Procurado pela reportagem, o Telessaúde-RS confirmou que os consultórios de Porto Alegre não estão atendendo. Segundo o vice-coordenador do TelessaúdeRS, Natan Katz, eram ofertadas cerca de 400 consultas por mês no espaço, sendo 40% da demanda vinda de moradores da própria Capital.
Com o local desativado desde janeiro, ao menos, já foram cerca de 2 mil consultas que deixaram de ser prestadas para quem vive em Porto Alegre e na Região Metropolitana.
— Os profissionais seguem sendo utilizados, reforçamos o atendimento para as cidades do Interior, que pedem muito pelas consultas. Em várias localidades, conseguimos zerar as filas de espera por oftalmologista — explica Natan.
Conforme o coordenador, atualmente oito profissionais atuam atendendo numa carga horário de 75 horas semanais nos seis consultórios espalhados pelo Estado. Com o tempo sem atendimento na Capital, a fila de encaminhamentos acumulados pelo Teleoftalmo chega a quase 2,5 mil solicitações.
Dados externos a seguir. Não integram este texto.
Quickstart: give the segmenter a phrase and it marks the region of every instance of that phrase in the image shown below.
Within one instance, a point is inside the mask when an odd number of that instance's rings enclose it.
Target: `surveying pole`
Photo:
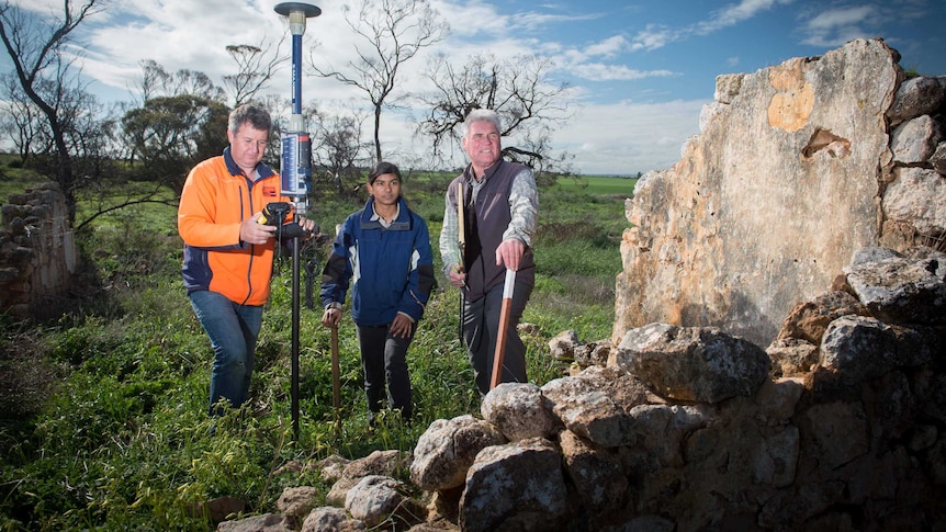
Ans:
[[[322,10],[305,2],[283,2],[275,12],[289,18],[292,33],[292,115],[289,127],[281,132],[282,160],[280,177],[282,194],[292,199],[295,216],[308,207],[312,182],[312,140],[302,118],[302,35],[305,20],[322,14]],[[297,219],[297,218],[296,218]],[[292,239],[292,431],[299,440],[299,237]]]

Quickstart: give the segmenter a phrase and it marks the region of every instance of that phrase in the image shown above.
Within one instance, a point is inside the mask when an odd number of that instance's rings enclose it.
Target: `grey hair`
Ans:
[[[503,123],[499,120],[499,113],[492,109],[474,109],[473,111],[470,111],[470,114],[466,115],[466,120],[463,121],[464,137],[474,122],[489,122],[496,126],[497,132],[503,132]]]
[[[269,115],[269,111],[259,105],[245,103],[230,111],[227,127],[232,133],[236,134],[240,126],[247,123],[254,129],[264,131],[268,134],[272,133],[272,118]]]

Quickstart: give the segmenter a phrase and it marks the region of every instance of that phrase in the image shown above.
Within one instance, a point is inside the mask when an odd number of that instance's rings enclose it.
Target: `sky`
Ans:
[[[74,2],[77,0],[72,0]],[[63,0],[11,0],[40,13]],[[167,71],[202,71],[215,83],[234,73],[227,45],[289,36],[274,0],[111,0],[76,33],[88,90],[103,102],[134,101],[140,61]],[[314,0],[303,58],[342,67],[356,54],[359,0]],[[379,2],[380,3],[380,2]],[[713,99],[716,77],[751,73],[793,57],[812,57],[858,37],[882,37],[901,66],[946,75],[944,0],[430,0],[449,35],[404,65],[399,90],[429,90],[424,76],[432,54],[462,66],[475,53],[497,57],[538,54],[552,60],[549,80],[568,83],[570,118],[552,135],[586,176],[627,176],[666,169],[686,139],[699,133],[699,114]],[[348,9],[348,8],[351,8]],[[363,45],[363,42],[361,43]],[[290,54],[288,45],[284,53]],[[323,63],[324,64],[324,63]],[[8,70],[5,54],[0,68]],[[291,68],[267,92],[292,95]],[[302,100],[324,109],[364,102],[357,89],[303,71]],[[415,138],[421,109],[386,110],[381,137],[393,158],[428,144]],[[370,121],[367,127],[370,127]],[[370,138],[371,131],[364,131]],[[504,146],[515,146],[505,139]],[[461,154],[462,155],[462,154]],[[393,159],[404,167],[404,162]]]

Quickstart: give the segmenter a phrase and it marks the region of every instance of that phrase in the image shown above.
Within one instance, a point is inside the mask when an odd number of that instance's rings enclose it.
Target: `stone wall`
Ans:
[[[946,78],[899,59],[858,39],[720,76],[701,133],[627,203],[611,340],[661,321],[767,346],[857,249],[942,246]]]
[[[48,183],[9,201],[0,230],[0,312],[55,315],[77,261],[65,196]]]

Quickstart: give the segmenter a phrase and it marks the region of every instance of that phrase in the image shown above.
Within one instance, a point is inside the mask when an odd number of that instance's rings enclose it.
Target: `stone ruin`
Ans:
[[[217,530],[946,528],[946,253],[859,251],[765,350],[669,324],[550,350],[571,375],[500,384],[410,453],[316,464],[329,506],[290,488]]]
[[[946,249],[946,77],[880,39],[717,78],[701,133],[626,205],[611,340],[651,322],[767,346],[861,248]]]
[[[946,80],[897,61],[855,41],[721,77],[714,133],[629,202],[612,339],[566,331],[567,376],[499,385],[410,453],[315,464],[329,506],[290,488],[218,530],[946,530]],[[791,191],[735,176],[786,152]]]
[[[63,192],[47,183],[14,194],[3,205],[2,216],[0,312],[55,316],[78,260]]]

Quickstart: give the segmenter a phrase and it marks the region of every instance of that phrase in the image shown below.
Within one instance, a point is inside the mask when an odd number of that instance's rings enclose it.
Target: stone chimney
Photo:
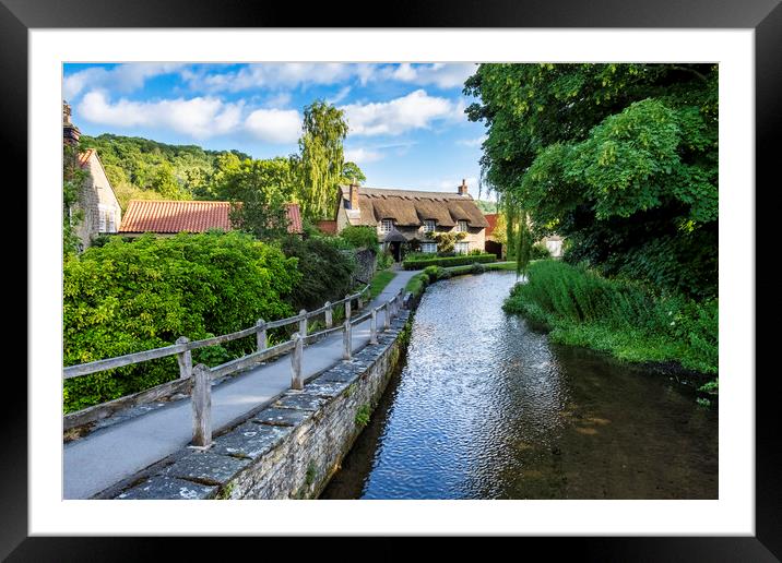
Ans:
[[[79,128],[71,123],[71,106],[62,100],[62,142],[66,145],[78,146],[81,136]]]
[[[351,209],[358,209],[358,182],[355,178],[351,182]]]
[[[459,195],[467,194],[467,182],[462,178],[462,184],[459,187]]]

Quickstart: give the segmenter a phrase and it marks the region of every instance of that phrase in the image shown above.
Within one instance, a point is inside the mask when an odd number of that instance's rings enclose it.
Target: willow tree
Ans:
[[[304,110],[300,155],[299,205],[308,219],[321,219],[333,209],[344,166],[343,141],[347,122],[343,110],[316,100]]]

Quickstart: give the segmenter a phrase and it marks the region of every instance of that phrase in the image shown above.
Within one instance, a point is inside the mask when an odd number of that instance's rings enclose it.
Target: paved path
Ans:
[[[370,306],[377,307],[388,301],[416,273],[396,272],[396,276]],[[342,337],[339,332],[305,347],[301,362],[305,378],[342,360]],[[368,342],[367,320],[353,327],[353,349],[363,348]],[[212,390],[213,428],[217,430],[250,410],[269,404],[289,387],[288,355],[215,385]],[[88,499],[187,446],[191,438],[190,400],[177,400],[70,442],[64,445],[63,452],[63,498]]]

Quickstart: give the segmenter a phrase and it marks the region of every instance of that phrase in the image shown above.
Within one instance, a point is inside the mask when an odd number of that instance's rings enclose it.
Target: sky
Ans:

— Hoje, são 2.447 pacientes no total, sendo 785 solicitações de Porto Alegre e 1.662 de outros municípios — explica Natan.
Fila do Sus na Capital
Oftalmologia não é uma especialidade que a prefeitura de Porto Alegre deveria deixar de utilizar num sistema como o do TelessaúdeRS. Isso porque é uma das que mais acumula solicitações de atendimento em espera na fila do Sus municipal, conforme mostrado por GZH em diversas ocasiões.
Nos dados mais recentes da Secretaria Municipal de Saúde (SMS), referentes a abril deste ano, a oftalmologia geral adulto e a oftalmologia triagem visual, duas filas que podem ser atendidas pelo programa do Telessaúde, acumulavam 17.830 solicitações aguardando atendimento.
Programa não é uma prioridade
A SMS explicou que busca outros caminhos para solucionar os gargalos da oftalmologia na saúde municipal. Desde abril, segundo a pasta, estão sendo realizados mutirões de consultas da especialidade nos hospitais Restinga e Vila Nova.
A pasta garante que os mutirões vão ofertar 2 mil consultas extras/mês no Hospital da Restinga e mil consultas extras/mês no Hospital Vila Nova. Ainda não é possível saber os efeitos do mutirão na fila do SUS municipal, pois os dados mais recentes divulgados referem-se ao mês de abril.
Em nota, a pasta "entende que essa estratégia é mais rápida e efetiva para alcançar o objetivo de reduzir a demanda reprimida nesta especialidade". A secretaria acrescenta ainda que "ao final dos mutirões, se houver necessidade, a SMS irá avaliar a possibilidade de retomada do programa Teleoftalmo". Ou seja, cidades da Região Metropolitana seguirão sem poder encaminhar pacientes para o programa estadual.